Puede que este desbarajuste brutal de la economía europea desemboque en una economía de bloques como la que se formó en el período entreguerras (1918-1936) que condujo a la Segunda Guerra Mundial. No olvidemos el estallido de 1929 a mitad de este periodo. Dios quiera que no. Que seamos capaces de aprender de antiguos errores.

Lo importante será saber construir una forma de globalización en la que quepamos todos, sin privilegios para unos pocos y sacrificios para muchos, tal como reclaman miles de voces «indignadas» o del propio Tea Party norteamericano. Occidente puede aportar economía del conocimiento, inversiones tecnológicas, experiencias históricas y humanismo a este bloque, cuyo centro de gravedad se desplaza hacia «zhongguo», nombre tradicional de China que significa «reino del centro». Pensemos que volverá a serlo, aunque hoy mantenga un vasto sector rural subdesarrollado, porque su rápido crecimiento económico ha alimentado –que no reducido– tensiones sociales y algún día deberá afrontar su particular revolución política interna no exenta de reivindicaciones periféricas procedentes de sus regiones más alejadas del centro de poder, porque la historia, tozudamente, se repite.

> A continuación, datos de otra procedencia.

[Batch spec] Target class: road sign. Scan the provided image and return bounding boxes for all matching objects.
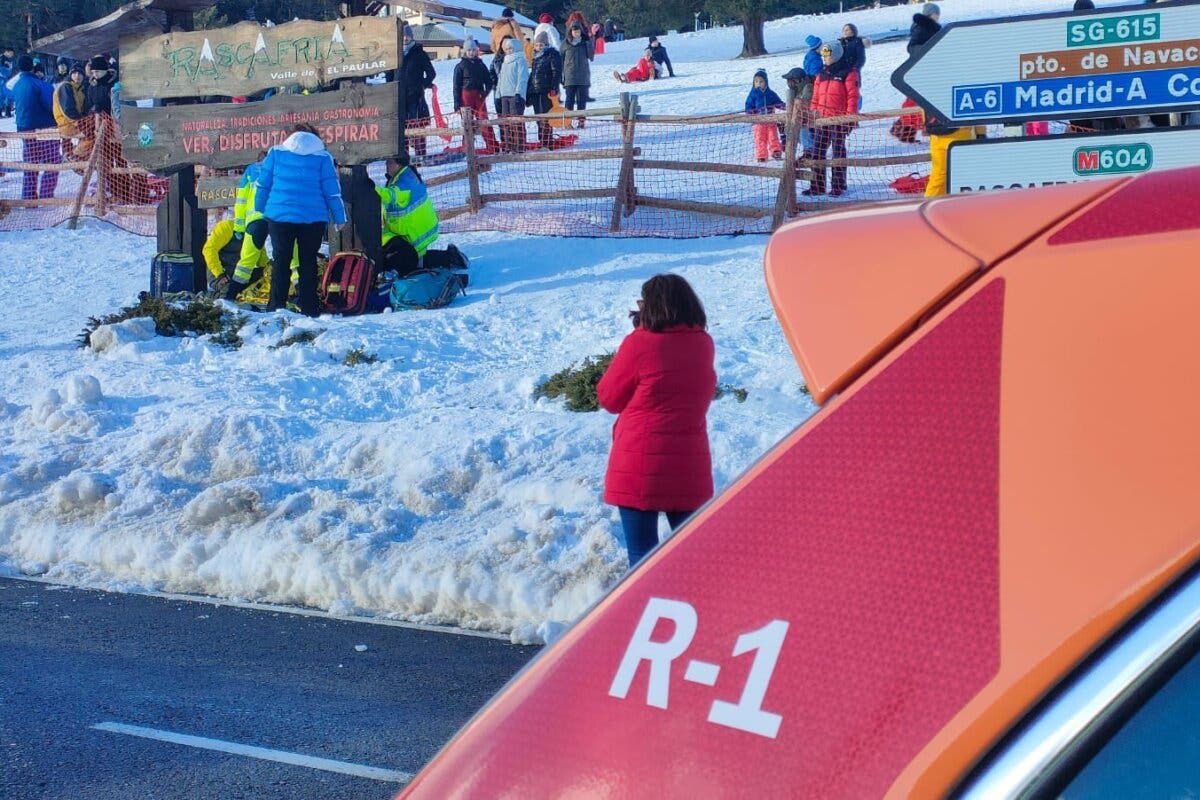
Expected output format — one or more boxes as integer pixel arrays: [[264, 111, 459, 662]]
[[946, 125, 1200, 193], [893, 0, 1200, 126]]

EE UU se mantiene y seguramente se mantendrá por su ejemplar cohesión interna, por el grado de satisfacción y patriotismo de sus ciudadanos, su confianza en el sistema político que les rige y por su capacidad de sacrificio. Su único problema consiste en convencerse de que no pueden actuar solos, que también tienen flancos descubiertos, como se manifestaron un 11 de septiembre de 2001.

Volvamos al punto de partida: sólo todos podemos salvarnos a todos, en esta «guerra de los 20 años» que –sin querer darnos cuenta– estamos librando.